Ernest Gill was one of thousands of soldiers sent to reinforce the British Army in Dublin once the Rising began.Thinking he was being sent to the Front, Gill recalls his suprise and disappointment when he realised he had been sent to Ireland. They had not been told where they were going.

No sign of where we were going at all.

Gill was sent into the city centre to deliver a message. Soon after his arrival the fighting became so intense he was forced to remain in and around O'Connell Street. Describing what it was like to be in the thick of the fight Gill says.

They were not only in the Post Office, they were at the back as well... we were in between two fires to a certain extent

He also witnessed a party of troops being fired on by Volunteers with what he describes as a machine gun. The building was quickly taken over by the military and the occupants arrested. Searching the prisoners Gill was shocked to find that one of the attackers was a woman.

Her hat fell off, her hair came down, we realised it was a girl... It was a shock. 

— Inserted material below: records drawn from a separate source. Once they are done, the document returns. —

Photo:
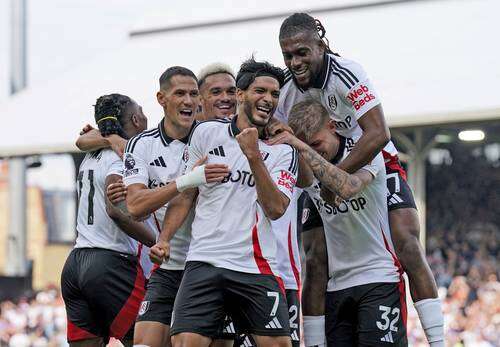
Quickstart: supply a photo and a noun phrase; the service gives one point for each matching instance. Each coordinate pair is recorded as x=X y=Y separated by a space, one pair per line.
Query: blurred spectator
x=463 y=234
x=36 y=321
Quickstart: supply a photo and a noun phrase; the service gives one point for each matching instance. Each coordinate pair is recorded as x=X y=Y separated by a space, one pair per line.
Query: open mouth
x=264 y=109
x=186 y=112
x=224 y=107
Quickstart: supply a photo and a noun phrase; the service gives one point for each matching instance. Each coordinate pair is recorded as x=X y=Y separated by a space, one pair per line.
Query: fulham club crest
x=332 y=102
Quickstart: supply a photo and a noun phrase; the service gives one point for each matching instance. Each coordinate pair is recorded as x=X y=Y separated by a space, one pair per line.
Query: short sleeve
x=284 y=173
x=279 y=113
x=355 y=88
x=193 y=151
x=310 y=216
x=135 y=168
x=116 y=168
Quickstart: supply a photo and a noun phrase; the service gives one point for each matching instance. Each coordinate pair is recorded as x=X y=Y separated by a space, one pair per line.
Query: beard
x=248 y=108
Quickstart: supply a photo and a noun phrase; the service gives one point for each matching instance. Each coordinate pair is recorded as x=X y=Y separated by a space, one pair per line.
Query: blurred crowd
x=463 y=234
x=37 y=320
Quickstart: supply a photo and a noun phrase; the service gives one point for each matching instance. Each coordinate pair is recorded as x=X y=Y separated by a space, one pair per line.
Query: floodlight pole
x=16 y=264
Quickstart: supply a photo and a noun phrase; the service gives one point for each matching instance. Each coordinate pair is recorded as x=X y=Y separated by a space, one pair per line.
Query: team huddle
x=190 y=233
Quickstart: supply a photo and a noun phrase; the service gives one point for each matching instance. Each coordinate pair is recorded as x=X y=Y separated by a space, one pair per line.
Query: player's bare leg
x=222 y=343
x=190 y=340
x=313 y=293
x=405 y=232
x=152 y=334
x=127 y=343
x=95 y=342
x=272 y=341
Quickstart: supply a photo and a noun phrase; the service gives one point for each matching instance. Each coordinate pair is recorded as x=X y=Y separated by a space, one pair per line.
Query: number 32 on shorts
x=385 y=321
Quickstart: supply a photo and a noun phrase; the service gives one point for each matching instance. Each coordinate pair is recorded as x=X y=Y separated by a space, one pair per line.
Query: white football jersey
x=154 y=159
x=287 y=252
x=230 y=229
x=343 y=88
x=357 y=233
x=95 y=228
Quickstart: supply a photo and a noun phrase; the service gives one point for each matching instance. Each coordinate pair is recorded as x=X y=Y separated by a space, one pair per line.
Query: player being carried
x=344 y=89
x=365 y=302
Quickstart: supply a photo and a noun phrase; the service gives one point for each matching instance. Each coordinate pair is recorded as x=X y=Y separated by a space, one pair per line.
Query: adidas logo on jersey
x=274 y=324
x=246 y=342
x=219 y=151
x=394 y=199
x=158 y=162
x=387 y=338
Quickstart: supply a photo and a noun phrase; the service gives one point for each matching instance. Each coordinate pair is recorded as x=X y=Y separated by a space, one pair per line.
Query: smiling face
x=303 y=54
x=180 y=99
x=218 y=96
x=259 y=101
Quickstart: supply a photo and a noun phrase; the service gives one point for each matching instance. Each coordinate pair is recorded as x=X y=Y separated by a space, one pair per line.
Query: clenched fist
x=159 y=252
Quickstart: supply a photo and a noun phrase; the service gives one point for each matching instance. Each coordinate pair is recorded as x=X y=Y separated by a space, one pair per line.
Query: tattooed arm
x=338 y=181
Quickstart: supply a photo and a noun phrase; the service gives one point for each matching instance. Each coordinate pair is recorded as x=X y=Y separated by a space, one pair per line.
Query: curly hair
x=299 y=23
x=109 y=114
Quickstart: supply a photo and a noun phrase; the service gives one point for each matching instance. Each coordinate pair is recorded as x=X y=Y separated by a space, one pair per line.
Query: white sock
x=432 y=320
x=314 y=331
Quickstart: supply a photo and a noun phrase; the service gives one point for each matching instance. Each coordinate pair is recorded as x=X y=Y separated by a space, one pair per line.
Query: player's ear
x=240 y=95
x=160 y=96
x=135 y=120
x=331 y=125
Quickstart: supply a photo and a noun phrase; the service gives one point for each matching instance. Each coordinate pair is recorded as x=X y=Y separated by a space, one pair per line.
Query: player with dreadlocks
x=343 y=88
x=102 y=282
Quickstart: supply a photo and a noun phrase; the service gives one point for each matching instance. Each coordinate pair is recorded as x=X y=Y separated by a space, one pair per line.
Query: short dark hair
x=307 y=117
x=250 y=69
x=174 y=71
x=111 y=113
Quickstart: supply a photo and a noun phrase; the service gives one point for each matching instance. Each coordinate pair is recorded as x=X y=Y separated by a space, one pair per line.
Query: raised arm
x=136 y=230
x=176 y=213
x=92 y=140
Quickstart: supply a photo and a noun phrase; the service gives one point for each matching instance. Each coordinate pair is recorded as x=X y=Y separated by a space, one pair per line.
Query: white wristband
x=192 y=179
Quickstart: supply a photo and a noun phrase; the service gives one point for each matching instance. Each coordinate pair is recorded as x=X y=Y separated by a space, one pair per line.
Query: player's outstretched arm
x=271 y=199
x=90 y=139
x=375 y=136
x=136 y=230
x=176 y=213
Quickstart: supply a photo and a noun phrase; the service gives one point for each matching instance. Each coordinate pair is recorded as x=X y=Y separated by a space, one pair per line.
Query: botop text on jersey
x=357 y=233
x=230 y=229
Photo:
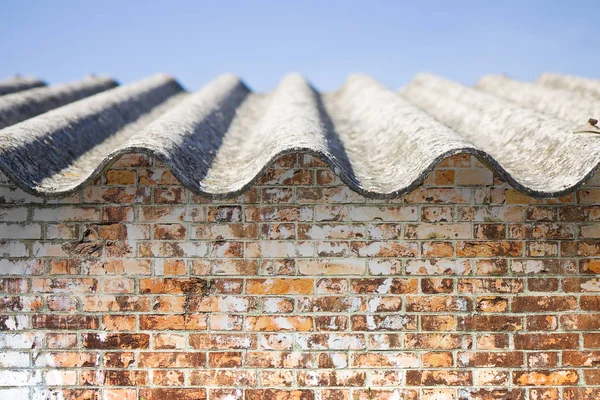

Later he took part in searching houses for Volunteers. While searching properties in Serpentine Avenue, Ballsbridge Ernest Gill was on guard outside when fired at by a sniper. He saw the man who had shot at him and gave chase but the rebel got away. On returning to his post his commanding officer retrieved the bullet that had nearly killed him.

He dug the bullet out of the cement wall. It was a dumdum. Another fraction of an inch it would have blown my head off.

Ernest Gill was interviewed during the production of 'Ireland A Television History' in 1979.